This is the point of transcendence. This is the point where you disappear completely and, at the same time, you become total. This is why Buddha will not say yes to God, will not say no to God. If you ask him, “Is there God?” he will smile at the most. That smile shows his transcendence. He will not say yes, he will not say no, because he knows both are stages on the path but not the goal – and both are childish. In fact anything becomes childish when you cling to it. Only a child clings. A grown-up man leaves all clinging: real maturity is nonclinging – not even to yes.
Buddha is so godlike and so godless. All people who have really attained go beyond yes and no.

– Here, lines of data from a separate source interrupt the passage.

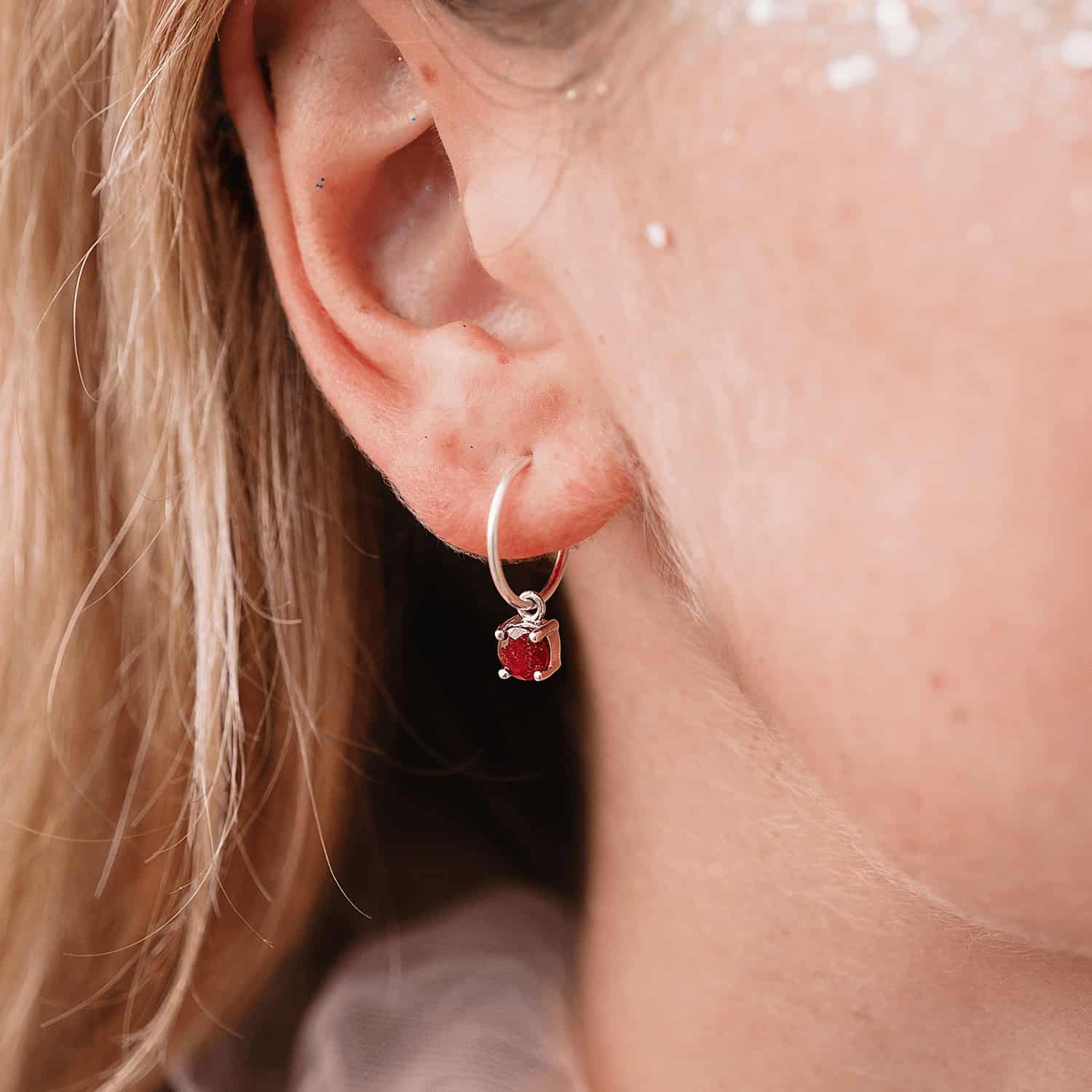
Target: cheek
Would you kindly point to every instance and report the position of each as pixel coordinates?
(890, 375)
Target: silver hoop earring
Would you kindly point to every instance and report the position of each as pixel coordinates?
(529, 644)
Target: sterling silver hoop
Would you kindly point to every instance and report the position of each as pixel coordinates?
(529, 646)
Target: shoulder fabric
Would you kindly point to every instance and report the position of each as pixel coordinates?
(474, 1000)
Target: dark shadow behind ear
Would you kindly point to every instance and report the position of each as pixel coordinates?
(443, 375)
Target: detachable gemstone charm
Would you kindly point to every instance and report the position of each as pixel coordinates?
(529, 650)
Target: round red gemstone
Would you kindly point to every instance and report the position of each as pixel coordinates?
(521, 657)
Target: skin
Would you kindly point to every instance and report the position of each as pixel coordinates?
(840, 758)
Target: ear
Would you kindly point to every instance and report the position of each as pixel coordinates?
(443, 373)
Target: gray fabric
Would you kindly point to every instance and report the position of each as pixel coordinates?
(473, 1000)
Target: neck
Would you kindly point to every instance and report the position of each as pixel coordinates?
(738, 934)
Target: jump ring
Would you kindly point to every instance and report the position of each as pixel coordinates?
(496, 568)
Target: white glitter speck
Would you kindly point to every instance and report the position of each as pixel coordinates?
(891, 13)
(849, 72)
(898, 34)
(1077, 50)
(761, 11)
(657, 234)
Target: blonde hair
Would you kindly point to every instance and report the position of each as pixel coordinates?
(186, 547)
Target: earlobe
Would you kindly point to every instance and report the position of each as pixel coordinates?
(441, 373)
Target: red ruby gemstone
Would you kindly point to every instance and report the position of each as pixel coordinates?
(523, 659)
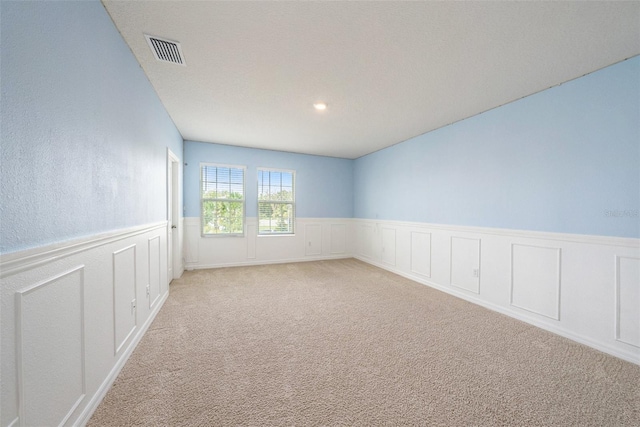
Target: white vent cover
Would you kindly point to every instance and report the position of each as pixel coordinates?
(166, 50)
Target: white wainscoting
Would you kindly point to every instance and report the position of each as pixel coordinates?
(314, 239)
(72, 313)
(586, 288)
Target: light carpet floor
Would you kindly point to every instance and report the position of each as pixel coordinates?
(343, 343)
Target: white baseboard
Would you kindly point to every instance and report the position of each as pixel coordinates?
(98, 296)
(250, 263)
(573, 286)
(95, 401)
(625, 355)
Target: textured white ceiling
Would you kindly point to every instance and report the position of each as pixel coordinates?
(388, 70)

Remember this. Sartre is hanging somewhere at the very border of no. That’s why he goes on talking about sadness, depression, anxiety, anguish. All negatives. He has written a great book, his magnum opus, Being and Nothingness. In that book he tries to prove that being is nothingness – the total negation. But he clings to it.
But he is an authentic man. His no is true. He has earned it. It is not just a denial of God he has lived that denial. He has suffered for it; he has sacrificed for it. It is an authentic no.
So there are two types of atheists – as there are always two types in every direction the authentic and the inauthentic. You can become an atheist for wrong reasons. A communist is an atheist but he is not authentic. His reasons are false: his reasons are superficial. He has not lived his no.
To live the no is to sacrifice oneself at the altar of negativity, to suffer tremendously, to move in the world of desperation, to move in the darkness, to move in the hopeless state of mind where darkness prevails ultimately, endlessly, and there is no hope for any morning – to move into the meaningless and to not in any way create any illusion; because the temptation is great. When you are in a dark night the temptation is great at least to dream about the morning, to think about the morning, to create an illusion around you, to hope for it. And whenever you start hoping you start trying to believe in it, because you cannot hope without belief. You can hope if you believe. Belief is inauthentic: disbelief is also inauthentic.
Sartre’s no is really true. He has lived it; he has suffered for it. He won’t cling to any belief. Whatsoever the temptation, he will not dream. Whatsoever the allurement and the fascination of hope and future, of God and heaven no – he will not be tempted. He will stick, He will remain fixed with the fact The fact is that there is no meaning. The fact is that there seems to be no God, the sky seems to be empty. The fact is there seems to be no justice. The fact is the whole existence seems to be accidental – not a cosmos but a chaos.